LANGIT7.ID-, Jakarta- - Nabi Muhammad SAW sangat mencintai umatnya. Salah satu bukti hal itu adalah ajaran beliau tentang cinta. Nabi Muhammad SAW tidak hanya mengajarkan cinta kepada sesama manusia saja, tapi cinta manusia kepada seluruh mahluk yang ada di muka bumi.
Artinya, rasa cinta terhadap sesama mahluk menjadi gambaran warna dan rasa (sibghah) yang hidup dan aktif. Sibghah itu memberikan makna tambahan dalam kehidupa setiap orang. Maka itu, patut merenungi cara Rasulullah SAW menasihati seluruh umatnya untuk mementingkan kehidupan dan aktif dalam cinta sebagai etos hidup.

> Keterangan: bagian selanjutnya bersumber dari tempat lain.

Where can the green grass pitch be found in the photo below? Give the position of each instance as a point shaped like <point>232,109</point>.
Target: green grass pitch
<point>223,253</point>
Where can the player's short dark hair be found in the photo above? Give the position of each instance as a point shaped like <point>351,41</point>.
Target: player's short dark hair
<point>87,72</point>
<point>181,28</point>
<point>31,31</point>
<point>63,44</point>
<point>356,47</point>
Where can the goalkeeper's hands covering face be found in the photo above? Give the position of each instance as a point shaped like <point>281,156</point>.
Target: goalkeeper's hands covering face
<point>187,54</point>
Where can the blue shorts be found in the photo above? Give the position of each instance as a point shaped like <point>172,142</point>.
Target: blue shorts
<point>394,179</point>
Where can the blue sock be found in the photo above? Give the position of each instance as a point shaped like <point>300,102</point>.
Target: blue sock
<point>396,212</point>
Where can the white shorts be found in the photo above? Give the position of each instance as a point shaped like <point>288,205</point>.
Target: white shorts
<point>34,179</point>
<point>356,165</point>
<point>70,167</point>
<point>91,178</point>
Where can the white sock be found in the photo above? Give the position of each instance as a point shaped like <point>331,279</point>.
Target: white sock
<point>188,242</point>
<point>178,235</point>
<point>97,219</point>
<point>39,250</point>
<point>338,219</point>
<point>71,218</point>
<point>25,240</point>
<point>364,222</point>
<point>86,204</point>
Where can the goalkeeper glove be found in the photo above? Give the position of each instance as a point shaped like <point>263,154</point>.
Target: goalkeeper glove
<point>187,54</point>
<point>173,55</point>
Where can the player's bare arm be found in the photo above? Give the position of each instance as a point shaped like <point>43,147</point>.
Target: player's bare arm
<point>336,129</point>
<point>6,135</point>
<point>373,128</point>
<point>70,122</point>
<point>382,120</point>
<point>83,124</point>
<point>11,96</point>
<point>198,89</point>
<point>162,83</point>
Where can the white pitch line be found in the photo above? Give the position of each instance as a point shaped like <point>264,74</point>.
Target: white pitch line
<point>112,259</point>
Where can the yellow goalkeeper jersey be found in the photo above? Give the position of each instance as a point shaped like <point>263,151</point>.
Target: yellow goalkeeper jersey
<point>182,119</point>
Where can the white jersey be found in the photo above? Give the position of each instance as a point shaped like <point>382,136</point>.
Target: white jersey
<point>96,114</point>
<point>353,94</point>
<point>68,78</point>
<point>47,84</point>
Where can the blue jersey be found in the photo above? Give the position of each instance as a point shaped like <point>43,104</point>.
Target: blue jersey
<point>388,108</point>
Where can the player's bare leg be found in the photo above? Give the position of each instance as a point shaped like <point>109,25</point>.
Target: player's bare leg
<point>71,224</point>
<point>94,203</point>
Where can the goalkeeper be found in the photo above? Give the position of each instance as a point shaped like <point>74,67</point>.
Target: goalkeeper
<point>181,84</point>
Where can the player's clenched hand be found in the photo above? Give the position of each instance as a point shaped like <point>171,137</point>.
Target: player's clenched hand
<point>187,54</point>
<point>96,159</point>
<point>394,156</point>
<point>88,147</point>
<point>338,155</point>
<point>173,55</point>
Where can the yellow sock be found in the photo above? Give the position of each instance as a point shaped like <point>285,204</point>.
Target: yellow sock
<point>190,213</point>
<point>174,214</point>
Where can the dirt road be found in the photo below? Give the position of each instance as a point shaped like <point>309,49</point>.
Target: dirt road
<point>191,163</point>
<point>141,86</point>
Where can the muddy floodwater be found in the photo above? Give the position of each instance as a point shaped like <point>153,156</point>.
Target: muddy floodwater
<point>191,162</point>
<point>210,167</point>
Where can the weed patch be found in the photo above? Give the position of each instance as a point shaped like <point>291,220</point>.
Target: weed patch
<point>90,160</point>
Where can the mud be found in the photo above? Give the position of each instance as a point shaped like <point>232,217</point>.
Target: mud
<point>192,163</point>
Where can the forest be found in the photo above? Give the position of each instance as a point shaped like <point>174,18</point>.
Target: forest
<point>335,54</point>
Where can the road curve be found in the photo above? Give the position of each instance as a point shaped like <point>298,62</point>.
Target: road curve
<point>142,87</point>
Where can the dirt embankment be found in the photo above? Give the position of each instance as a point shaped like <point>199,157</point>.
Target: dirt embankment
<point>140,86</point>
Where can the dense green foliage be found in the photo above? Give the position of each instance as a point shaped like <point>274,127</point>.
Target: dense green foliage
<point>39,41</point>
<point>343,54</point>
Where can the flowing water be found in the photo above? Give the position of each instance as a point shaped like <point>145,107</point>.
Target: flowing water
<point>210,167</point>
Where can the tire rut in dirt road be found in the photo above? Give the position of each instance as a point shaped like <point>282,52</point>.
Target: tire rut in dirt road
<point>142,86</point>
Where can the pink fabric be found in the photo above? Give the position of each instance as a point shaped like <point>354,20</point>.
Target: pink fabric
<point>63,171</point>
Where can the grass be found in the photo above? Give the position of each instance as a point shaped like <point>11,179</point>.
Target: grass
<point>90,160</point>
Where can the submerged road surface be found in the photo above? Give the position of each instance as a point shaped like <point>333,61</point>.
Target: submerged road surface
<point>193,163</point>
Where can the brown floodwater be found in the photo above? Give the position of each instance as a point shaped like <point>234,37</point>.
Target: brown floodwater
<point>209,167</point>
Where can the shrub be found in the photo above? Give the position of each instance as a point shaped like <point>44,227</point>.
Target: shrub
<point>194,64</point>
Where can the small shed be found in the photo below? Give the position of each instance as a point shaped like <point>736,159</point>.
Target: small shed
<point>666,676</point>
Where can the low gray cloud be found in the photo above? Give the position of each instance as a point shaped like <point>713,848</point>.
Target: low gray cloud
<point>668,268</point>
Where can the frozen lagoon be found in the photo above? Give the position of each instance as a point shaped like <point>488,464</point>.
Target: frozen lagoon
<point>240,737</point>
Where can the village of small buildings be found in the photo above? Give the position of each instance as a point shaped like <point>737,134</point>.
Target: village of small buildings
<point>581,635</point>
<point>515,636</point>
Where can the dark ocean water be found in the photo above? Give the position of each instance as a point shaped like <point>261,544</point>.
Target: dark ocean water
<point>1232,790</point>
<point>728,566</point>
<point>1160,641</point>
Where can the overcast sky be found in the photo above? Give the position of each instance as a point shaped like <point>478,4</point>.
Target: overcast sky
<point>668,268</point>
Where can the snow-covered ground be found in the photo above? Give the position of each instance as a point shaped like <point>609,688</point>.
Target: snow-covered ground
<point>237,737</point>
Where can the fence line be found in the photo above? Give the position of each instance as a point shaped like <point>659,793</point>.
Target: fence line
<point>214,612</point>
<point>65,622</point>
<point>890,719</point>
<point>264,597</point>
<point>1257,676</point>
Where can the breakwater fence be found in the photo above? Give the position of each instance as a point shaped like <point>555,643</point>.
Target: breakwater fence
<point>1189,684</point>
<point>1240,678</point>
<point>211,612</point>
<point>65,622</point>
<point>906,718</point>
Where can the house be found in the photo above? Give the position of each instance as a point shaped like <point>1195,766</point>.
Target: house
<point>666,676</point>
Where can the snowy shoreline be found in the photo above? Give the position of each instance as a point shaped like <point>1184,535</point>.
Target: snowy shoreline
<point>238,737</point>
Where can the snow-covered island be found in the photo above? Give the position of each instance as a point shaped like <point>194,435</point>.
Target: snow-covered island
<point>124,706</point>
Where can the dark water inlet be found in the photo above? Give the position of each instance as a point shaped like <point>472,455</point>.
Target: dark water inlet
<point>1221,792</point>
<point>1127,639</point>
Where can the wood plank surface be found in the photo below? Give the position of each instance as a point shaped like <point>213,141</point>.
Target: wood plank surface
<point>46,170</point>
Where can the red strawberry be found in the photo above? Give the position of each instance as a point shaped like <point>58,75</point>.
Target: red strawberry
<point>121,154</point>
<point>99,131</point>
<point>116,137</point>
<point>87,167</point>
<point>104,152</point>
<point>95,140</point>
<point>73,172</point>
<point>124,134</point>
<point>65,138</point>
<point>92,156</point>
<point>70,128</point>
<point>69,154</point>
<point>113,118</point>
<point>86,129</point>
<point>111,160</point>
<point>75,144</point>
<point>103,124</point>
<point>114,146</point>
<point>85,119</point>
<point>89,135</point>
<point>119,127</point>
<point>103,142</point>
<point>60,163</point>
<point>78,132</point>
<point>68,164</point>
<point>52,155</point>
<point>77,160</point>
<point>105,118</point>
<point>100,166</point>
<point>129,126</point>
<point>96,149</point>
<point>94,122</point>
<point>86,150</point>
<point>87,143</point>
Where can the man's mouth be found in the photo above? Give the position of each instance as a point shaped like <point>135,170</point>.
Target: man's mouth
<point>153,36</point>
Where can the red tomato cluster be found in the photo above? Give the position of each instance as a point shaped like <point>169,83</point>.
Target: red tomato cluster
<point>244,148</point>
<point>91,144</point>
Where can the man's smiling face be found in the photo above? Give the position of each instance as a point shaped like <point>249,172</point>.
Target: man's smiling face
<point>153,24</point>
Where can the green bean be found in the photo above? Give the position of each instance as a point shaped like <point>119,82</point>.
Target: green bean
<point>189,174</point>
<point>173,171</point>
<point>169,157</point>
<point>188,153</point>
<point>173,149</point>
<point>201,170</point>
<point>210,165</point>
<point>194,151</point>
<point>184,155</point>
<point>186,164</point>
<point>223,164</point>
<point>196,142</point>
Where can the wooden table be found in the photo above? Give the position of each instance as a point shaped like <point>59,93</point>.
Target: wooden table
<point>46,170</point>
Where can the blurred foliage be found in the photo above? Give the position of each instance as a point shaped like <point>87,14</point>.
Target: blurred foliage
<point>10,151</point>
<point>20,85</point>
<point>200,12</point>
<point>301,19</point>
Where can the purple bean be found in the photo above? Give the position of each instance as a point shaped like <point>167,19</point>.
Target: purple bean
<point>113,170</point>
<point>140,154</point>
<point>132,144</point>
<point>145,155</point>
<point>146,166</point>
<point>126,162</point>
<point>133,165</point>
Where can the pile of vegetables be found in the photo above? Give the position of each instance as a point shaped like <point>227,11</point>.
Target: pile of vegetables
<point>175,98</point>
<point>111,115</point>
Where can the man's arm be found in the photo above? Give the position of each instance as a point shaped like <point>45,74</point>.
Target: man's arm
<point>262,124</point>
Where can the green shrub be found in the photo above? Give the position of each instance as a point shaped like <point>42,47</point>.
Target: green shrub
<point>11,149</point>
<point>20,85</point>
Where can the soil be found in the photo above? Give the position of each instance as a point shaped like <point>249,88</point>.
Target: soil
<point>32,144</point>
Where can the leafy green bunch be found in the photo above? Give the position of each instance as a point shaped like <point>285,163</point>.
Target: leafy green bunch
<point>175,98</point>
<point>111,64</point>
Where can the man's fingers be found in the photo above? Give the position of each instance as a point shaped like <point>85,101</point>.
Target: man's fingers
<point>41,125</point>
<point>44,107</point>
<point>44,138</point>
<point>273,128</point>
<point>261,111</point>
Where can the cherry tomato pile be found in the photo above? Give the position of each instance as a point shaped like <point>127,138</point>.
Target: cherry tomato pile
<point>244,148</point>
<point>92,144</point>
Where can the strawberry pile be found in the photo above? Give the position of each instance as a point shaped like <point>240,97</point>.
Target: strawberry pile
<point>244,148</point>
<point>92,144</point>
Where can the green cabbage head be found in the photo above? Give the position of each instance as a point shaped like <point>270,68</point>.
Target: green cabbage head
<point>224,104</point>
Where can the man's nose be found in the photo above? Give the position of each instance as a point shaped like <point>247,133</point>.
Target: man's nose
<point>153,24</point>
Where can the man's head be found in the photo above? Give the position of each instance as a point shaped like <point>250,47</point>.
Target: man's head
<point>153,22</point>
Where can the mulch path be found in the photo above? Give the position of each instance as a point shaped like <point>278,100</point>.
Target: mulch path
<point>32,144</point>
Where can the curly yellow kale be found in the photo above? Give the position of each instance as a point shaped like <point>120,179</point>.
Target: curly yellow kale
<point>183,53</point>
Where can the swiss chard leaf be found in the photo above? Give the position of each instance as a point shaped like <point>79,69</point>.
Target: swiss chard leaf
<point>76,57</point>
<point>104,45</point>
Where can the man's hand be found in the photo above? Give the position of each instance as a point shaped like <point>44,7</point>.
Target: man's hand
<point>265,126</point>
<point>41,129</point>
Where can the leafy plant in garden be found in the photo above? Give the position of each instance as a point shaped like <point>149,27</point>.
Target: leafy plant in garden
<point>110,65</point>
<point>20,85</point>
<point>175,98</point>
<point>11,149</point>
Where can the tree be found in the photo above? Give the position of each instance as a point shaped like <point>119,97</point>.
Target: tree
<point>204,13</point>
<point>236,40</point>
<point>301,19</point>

“Cintailah sipapun yang ada di muka bumi, niscaya yang di langit akan mencintaimu.” (HR Imam Tirmidzi dalam musnadnya, nomor 1924).
Wakil Rektor IV Universitas PTIQ-Jakarta, KH Imam Addaruqutni, menjelaskan, pada masa kenabian, Nabi Muhammad saw mengutamakan mahabbah (cinta yang besar) kepada umatnya. Dalam hadits Riwayat Muslim, tanpa disangka Nabi Muhammad SAW berkata kepada Abu Bakar, “Hai Abu Bakar, mengapa aku begitu rindu bisa bertemu dengan saudara-saudaraku”
Abu Bakar menjawab, “Apa maksudmu wahai Rasulullah, bukan kami semua saudaramu?”
Nabi SAW bersabda, “Kalian semua adalah sahabatku, bukan saudaraku. Saudara-saudaraku adalah mereka yang belum pernah melihatku apalagi menemaniku dan bersamaku, namun mereka beriman kepadaku”.
Para sahabat bertanya bagaimana Nabi mengetahui bahwa di antara mereka yang mengantri surga adalah kaumnya. Nabi SAW menjawab, “Ya, karena sesungguhnya umatku pada hari kiamat akan datang dengan wajah, ujung jari, dan kaki bersinar seolah-olah mereka pernah berwudhu semasa hidupnya”.
Nabi SAW melanjutkan: “ada orang yang wajahnya bersinar dengan pakaiannya dan mimbar telah disiapkan untuk mereka”.
Lalu teman-teman mau n tahu siapa mereka? Jawab Nabi SAW:“mereka adalah yang mampu saling mencinta sesama karena Allah”.
Dalam riwayat, Nabi Muhammad SAW juga disebut selalu mendoakan kebahagiaan umatnya di akhirat kelak. Beliau tidak ingin umatnya kesusahan.
“Bahkan berpesan kuat bagi umatnya untuk selalu kasih sayang sesamanya dan bersabar dalam kesusahan dan kesempitan dengan tidak lupa banyak bersyukur,” kata Imam saat menyampaikan khutbah di Masjid Istiqlal Jakarta, diktuip Kamis (9/11).
Pada hari kiamat kelak, Nabi Muhammad SAW juga berdiri tegak menunggu umatnya seraya memohonkan ke hadirat Allah SWT untuk mengampuni dosa mereka. Bahkan, beliau menunggu umatnya sampai yang terakhir masuk surga.
“Itu adalah tanda syafa’at Nabi yang dikabarkan akan diberikan kepada kita semua. Nabi Muhammad tidak akan pernah meninggalkan umatnya,” tutur Imam.
Mahabbah atau kebesaran cinta Nabi Muhammad SAW kepada umatnya telah mengubah seluruh lingkup (spektrum) kehidupan, khususnya Makkah dan Madinah, dari yang semula berbudaya biadap menjadi beradab, runtuhnya struktur budaya jahiliyah yang semula antara ada sebutan majikan-budak (sayyid-‘abd) menjadi bersaudara antarsesamanya (ikhwah), runtuhnya pola hidup dari yang semula di mana yang kuat menindas yang lemah berubah menjadi saling menguatkan di mana yang lebih kuat menguatkan yang lemah dan memberdayakannya.
“Cinta Nabi Muhammad SAW mampu meruntuhkan budaya dimana ego-primordialisme atau kesombongan dan rasa keperwiraan antarkabilah yang justru di antara penyebab pertumpahan darah antarsuku menjadi semacam bangsa yang bersatu padu dan saling menghormat dalam tetap tegaknya keberagaman suku dan Bahasa dan ras,” ungkap Imam.